La mascherina come il caffè, sospesa a favore dei senzatetto. È l’iniziativa lanciata dalla onlus Avvocato di strada, l’associazione nazionale nata a Bologna alla nel 2000, con l’obiettivo di tutelare i diritti delle persone senza fissa dimora. E nell’epoca del Covid, usufruire mascherine protettive e gel igienizzanti è uno dei nuovi diritti. La raccolta solidale è partita lo scorso 10 dicembre e rimarrà attiva fino al 31 gennaio.

Il sistema è sostanzialmente lo stesso del caffè sospeso a Napoli, ma con la variante della farmacia al posto del bar. Da qualche giorno la manifestazione è partita a Taranto dove c’è stata una grande risposta dei farmacisti. “Il progetto ‘una mascherina sospesa’ – ha spiegato l’avvocato Antonella Fazio, referente ionica dell’associazione attraverso la onlus Nessuno Escluso – ha preso vita sul territorio tarantino, grazie alla collaborazione tra la nostra associazione e Federfarma Taranto, che prontamente ed in maniera assolutamente virtuosa, inviando un invito a tutte le farmacie del territorio, ha garantito la diffusione dell’iniziativa”. Quasi la totalità delle farmacie su Taranto ha detto ‘sì’ e scelto di fare rete con noi. “Questo – ha aggiunto De Fazio – significa offrire una risposta, e pensare ad una forma possibile di volontariato qualificato”.

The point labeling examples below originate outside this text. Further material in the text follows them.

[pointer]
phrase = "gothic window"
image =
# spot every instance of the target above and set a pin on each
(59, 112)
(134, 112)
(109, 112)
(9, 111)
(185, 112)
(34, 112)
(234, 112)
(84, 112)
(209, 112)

Nelle farmacie di Taranto e del resto d’Italia che hanno aderito all’iniziativa si possono quindi acquistare mascherine e gel igienizzanti che i volontari dell’associazione passeranno poi a ritirare e provvederanno a distribuire ai senzatetto tramite organizzazioni che variano a seconda dei territori. Nel Tarantino, ad esempio, è stata avviato un dialogo con la Caritas diocesana che gestisce nella città vecchia il centro di accoglienza Santa Croce.

L’iniziativa, tuttavia, non è limitata alle farmacie e parafarmacie: nella rete di solidarietà potranno entrare tutti gli esercizi commerciali, come le tabaccherie, che vendono i dispositivi di protezione individuale inviando una mail a emergenza@avvocatodistrada.it. “Sui social – ha commentato lanciando l’iniziativa il presidente dell’associazione Avvocato di strada Antonio Mumolo – si scrive #RestiamoAcasa. Ok, ma chi una casa non ce l’ha? Durante i mesi del lockdown e in questa seconda ondata, la vita per chi è senza dimora si è complicata molto. La chiusura di tantissimi servizi, delle mense e dei dormitori, ha significato la perdita di fondamentali punti di riferimento e di sostegno”.

“Noi stessi, in quasi tutte le oltre 50 città italiane dove siamo presenti, abbiamo dovuto ridurre o sospendere del tutto i ricevimenti. Tutto questo – ha aggiunto Mumolo – mentre centinaia di persone senza dimora venivano denunciate e multate perché erano in strada e non potevano restare in una casa che non hanno”. La nuova iniziativa, quindi, è una nuova occasione “rivolta a tutti per fare qualcosa di semplice e concreto per le persone senza dimora che in epoca Covid hanno subito terribili conseguenze”.